1. Don Chu on July 28, 2011 8:48 pm

Nice, the Knights & Knaves puzzle; a combinatorial logic dream for over-imaginative kids.

In 4th grade, I watched the amazing David Bowie as a riddling dark Prince and a young luminescent Jennifer Connelly in the fascinating Labyrinth (great Bowie music and good old Escher-ian steps paradoxes and perspectives here);
and of course with its very colourful and entertaining presentation of the Knights & Knaves puzzle:
Labyrinth — Door Knobs puzzle
http://www.youtube.com/watch?v=2dgmgub8mHw

Before diving straight into a very messy and tedious solution by using and sorting through the basic Wittgensteinian/Boolean truth-tables, we can take a step back and recast the puzzle into its general form in predicate logic.

Like most logic puzzles of higher ‘difficulty’ level, solutions for the K&K puzzle requires resolution through Second-order Logic, that is, to extend beyond just considering variables ranging over the domain set (for First-order logic) and include both the individual domain elements as well as variables ranging over the sets of individuals.
In this case of the K&K puzzle above, it means that the solution or correct query to be asked, must elucidate an answer that contains more than one result/information/parameter/argument for the enquirer; that is, the correct query must return 2 arguments/info, one from the initial first-order sets of variables and the 2nd from the extended second-order sets over the first.

If I remember correctly, back in school then when we tackled the Knights & Knaves puzzle, the general solution of this particular version of the problem can be reduced into the notation form:

∃§Q∀x[K(x)⊃(Q(x)≡D(x))]∧[¬K(x)⊃(Q(x)≡¬D(x))]

where x = Inhabitant of the island,
K(x) = Inhabitant who is a Knight,
¬K(x) = Inhabitant who is not a Knight: ie is a Knave,
D(x) = Inhabitant x claims that the chosen Door is correct,
¬D(x) = Inhabitant x claims that the chosen Door is incorrect,
Q(x) = The Solution Query or correct query.

And which in natural language, reads as:
Are you a Knight and the chosen door is the right door or are you a Knave and the chosen door is the wrong door?

But of course, later in college computational classes and with access to labs with high-performance machines, elegant forms and niceties can be forgone with and solutions to childhood puzzles rudely generated with ‘brute-force’ algorithms and raw computational power.
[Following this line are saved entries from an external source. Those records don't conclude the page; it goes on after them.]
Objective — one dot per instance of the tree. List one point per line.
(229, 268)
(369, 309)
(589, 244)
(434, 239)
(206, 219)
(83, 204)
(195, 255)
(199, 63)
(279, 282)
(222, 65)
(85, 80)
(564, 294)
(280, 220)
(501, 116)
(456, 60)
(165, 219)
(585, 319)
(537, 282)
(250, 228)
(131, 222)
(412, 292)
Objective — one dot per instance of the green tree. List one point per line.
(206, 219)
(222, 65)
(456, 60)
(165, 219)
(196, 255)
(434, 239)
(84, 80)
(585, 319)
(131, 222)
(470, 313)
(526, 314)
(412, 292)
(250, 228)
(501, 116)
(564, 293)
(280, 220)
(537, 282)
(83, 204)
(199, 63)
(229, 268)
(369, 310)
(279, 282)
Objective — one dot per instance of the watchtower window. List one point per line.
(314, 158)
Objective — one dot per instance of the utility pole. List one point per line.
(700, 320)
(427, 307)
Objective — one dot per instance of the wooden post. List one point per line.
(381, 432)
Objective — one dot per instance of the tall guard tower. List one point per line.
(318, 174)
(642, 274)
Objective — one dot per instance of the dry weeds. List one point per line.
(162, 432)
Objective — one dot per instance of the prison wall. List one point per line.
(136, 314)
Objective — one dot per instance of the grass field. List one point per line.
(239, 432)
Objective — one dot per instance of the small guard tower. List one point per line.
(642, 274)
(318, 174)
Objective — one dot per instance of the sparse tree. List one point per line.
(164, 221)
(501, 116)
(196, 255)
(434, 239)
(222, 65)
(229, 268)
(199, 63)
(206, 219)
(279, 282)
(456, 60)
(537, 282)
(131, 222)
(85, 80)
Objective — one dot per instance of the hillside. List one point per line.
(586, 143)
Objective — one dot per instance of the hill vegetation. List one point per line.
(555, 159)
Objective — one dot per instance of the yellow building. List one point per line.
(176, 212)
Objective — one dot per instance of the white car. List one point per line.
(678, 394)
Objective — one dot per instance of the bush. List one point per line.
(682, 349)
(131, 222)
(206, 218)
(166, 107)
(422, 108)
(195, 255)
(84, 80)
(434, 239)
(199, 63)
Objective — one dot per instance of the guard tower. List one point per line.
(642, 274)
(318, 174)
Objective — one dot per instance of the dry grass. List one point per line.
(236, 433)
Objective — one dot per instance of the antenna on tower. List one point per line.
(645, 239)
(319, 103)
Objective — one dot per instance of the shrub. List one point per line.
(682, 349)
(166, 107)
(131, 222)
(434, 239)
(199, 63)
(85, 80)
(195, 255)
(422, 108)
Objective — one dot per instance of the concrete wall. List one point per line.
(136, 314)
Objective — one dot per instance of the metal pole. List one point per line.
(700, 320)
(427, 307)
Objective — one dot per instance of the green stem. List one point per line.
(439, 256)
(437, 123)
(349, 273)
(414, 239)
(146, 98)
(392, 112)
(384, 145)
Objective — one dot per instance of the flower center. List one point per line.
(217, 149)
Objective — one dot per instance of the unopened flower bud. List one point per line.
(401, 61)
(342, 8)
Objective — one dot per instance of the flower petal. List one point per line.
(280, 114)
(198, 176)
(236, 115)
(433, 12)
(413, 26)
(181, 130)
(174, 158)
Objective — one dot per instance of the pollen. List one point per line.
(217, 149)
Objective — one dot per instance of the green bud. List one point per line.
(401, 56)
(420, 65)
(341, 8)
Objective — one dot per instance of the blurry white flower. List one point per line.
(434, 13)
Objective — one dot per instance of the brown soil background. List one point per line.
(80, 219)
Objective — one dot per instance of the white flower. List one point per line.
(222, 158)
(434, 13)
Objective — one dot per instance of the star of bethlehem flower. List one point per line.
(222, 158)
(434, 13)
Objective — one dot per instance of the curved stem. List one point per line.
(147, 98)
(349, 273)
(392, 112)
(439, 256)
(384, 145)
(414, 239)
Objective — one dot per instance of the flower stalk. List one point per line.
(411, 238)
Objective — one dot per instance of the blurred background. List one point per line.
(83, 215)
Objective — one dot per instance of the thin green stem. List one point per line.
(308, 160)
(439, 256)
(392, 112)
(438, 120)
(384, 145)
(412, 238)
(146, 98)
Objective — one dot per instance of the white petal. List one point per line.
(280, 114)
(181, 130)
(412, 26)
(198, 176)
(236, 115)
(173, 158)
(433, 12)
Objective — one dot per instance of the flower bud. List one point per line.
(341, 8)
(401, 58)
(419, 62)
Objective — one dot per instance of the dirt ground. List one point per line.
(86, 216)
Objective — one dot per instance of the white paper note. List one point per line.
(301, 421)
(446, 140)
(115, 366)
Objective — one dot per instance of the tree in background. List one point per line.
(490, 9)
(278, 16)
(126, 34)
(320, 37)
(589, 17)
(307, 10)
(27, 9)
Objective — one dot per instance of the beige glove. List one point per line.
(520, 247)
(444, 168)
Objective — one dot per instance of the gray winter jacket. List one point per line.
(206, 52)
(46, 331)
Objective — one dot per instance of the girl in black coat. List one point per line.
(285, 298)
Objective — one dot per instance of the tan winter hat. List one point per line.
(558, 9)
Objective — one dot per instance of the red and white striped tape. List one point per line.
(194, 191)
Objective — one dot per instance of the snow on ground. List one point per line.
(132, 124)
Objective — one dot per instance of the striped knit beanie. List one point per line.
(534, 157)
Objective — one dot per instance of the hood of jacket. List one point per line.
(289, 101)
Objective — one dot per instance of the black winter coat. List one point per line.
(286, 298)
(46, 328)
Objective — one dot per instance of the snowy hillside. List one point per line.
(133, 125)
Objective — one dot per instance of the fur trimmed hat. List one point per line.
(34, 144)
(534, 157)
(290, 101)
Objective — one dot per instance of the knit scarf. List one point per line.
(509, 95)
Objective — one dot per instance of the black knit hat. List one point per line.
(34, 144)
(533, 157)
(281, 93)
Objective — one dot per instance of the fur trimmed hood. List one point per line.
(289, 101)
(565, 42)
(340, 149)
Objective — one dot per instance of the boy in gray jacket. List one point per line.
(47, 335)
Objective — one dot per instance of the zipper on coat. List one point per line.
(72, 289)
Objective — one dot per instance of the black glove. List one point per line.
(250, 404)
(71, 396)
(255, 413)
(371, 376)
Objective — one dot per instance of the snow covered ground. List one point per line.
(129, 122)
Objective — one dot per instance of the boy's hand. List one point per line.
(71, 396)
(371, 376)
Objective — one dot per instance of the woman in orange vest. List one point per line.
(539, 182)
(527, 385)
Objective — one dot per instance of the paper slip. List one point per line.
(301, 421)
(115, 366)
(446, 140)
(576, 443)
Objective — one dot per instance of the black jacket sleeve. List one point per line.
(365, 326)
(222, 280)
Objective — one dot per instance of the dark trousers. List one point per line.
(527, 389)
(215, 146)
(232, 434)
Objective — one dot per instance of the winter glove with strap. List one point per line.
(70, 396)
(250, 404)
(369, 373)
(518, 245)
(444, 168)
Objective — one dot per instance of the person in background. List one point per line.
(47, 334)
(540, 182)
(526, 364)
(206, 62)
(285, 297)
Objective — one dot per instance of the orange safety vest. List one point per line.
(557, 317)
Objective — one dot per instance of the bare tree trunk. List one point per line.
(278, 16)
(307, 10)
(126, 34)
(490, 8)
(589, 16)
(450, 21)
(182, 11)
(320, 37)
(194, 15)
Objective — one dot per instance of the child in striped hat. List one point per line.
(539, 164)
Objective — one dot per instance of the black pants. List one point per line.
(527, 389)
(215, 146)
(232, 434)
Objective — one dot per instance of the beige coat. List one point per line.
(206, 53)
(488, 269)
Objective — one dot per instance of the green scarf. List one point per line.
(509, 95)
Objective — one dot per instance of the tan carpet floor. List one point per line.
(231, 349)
An entertaining exercise for the inquiring mind may be to translate the general solutions of the various Knights & Knaves puzzles from run-of-the-mill predicate logic or mathematical notation form, into other more ‘exotic’ and illustrative+pictorial logic formalisms, like Charles Sanders Peirce’s Logical Graphs or even more ambitious, into Law of Forms notation.

2. vic on August 1, 2011 12:43 am

if don chu were to be available […] , we would be honored by his presence for our annual spec party and he should contact linda at xxx xxx-xxxx for details or lap at mantr.com
vic

[edited Aug 2]

3. Don Chu on August 2, 2011 2:07 pm

Thank you for the invitation, but unfortunately I would not be available during that period. A pity.
Again, thanks and best regards.

Don